"...was an inspiration to many others with complex lymphatic anomalies..."
Melanie Rose Chaite, patient
Born with lymphangiomatosis (now renamed generalized lymphatic anomaly), Melanie Chaite was an inspiration to many others with complex lymphatic anomalies, as well as those living with lymphedema. In 1998 Melanie’s mother Wendy founded the organization now called Lymphatic Education and Research (LE&RN) in an effort to focus attention and research on lymphatic diseases and was a valuable resource and participant in the founding of the LGDA in 2007.
Melanie faced enormous health challenges throughout her life but she inspired so many others in the way she approached those struggles. At the 2012 New York Walk to Fight Lymphedema & Lymphatic Diseases, Melanie told the crowd of supporters, “The essay that I wrote for my college application spoke of a game of tug-of-war I played before senior year of high school at band camp.

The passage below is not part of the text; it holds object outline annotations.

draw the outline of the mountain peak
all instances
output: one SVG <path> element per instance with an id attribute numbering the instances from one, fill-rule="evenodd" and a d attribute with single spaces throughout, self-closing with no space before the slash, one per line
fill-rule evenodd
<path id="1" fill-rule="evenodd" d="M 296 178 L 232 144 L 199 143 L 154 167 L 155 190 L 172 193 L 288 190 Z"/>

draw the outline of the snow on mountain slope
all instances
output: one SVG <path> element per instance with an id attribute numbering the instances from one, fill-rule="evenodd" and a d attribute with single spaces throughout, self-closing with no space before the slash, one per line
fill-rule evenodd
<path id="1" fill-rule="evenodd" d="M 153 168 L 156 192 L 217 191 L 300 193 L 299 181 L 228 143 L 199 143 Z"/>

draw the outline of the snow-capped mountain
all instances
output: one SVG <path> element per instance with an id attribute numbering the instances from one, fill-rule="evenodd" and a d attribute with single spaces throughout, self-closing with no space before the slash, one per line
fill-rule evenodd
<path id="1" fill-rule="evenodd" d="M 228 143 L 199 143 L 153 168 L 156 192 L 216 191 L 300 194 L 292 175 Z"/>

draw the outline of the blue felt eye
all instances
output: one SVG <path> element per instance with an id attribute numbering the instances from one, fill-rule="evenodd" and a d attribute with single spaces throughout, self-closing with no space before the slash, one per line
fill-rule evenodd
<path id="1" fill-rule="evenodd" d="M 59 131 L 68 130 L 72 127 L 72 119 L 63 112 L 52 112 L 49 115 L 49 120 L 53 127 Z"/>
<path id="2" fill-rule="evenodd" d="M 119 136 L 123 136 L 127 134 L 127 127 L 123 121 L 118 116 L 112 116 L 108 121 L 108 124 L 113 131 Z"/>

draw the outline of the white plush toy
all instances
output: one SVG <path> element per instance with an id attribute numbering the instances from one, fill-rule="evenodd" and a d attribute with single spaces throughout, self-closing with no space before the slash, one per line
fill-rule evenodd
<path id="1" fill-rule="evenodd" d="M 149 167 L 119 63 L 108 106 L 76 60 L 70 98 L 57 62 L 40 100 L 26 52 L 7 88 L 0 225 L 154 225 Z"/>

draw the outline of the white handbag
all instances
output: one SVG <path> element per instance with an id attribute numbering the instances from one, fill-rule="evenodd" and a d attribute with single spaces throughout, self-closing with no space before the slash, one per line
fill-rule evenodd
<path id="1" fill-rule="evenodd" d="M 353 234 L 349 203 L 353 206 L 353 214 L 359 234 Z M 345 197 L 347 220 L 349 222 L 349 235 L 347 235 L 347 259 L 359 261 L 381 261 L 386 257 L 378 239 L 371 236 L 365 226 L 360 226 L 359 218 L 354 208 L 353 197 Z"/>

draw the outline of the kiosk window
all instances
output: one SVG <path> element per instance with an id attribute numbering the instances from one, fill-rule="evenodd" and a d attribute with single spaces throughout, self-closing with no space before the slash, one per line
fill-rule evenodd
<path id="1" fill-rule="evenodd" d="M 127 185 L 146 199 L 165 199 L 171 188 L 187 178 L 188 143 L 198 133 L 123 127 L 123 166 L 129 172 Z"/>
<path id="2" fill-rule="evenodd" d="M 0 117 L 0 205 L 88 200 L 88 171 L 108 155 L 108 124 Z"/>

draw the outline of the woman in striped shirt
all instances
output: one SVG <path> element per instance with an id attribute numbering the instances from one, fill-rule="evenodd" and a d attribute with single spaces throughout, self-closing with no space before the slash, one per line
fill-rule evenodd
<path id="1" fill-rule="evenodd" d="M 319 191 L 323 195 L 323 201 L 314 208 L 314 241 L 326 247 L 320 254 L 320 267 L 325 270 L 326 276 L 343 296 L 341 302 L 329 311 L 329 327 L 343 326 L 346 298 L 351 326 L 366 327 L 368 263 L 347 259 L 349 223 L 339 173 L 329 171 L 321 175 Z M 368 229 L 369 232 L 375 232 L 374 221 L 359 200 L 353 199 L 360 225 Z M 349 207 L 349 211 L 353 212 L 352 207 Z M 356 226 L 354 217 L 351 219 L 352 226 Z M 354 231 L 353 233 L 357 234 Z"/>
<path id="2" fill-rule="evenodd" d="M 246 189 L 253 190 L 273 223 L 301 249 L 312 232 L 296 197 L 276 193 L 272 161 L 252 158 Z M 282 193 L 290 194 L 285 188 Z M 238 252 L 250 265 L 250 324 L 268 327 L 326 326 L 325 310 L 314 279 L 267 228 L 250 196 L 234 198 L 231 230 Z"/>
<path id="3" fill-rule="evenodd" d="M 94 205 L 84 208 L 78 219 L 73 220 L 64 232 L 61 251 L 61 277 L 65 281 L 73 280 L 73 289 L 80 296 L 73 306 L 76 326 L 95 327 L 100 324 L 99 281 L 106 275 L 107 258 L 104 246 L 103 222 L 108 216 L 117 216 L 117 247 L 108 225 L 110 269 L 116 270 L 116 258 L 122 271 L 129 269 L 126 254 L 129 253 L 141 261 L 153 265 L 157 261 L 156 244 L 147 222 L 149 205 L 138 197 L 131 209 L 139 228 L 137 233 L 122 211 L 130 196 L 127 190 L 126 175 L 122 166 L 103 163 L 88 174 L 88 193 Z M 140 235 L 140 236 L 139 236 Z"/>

I use this game as an analogy to what my own struggles have been, a kind of tugging against this disease for my quality of life, while also realizing I have to rely on my other teammates and supporters to pull with me.”
“I have accepted the fact that I’m going to die at a young age. And I’m okay with that,” Melanie told The Huffington Post in an interview during a conference on dying in 2015.
She was only 26 years old when she died February 12, 2020, surrounded by family and friends.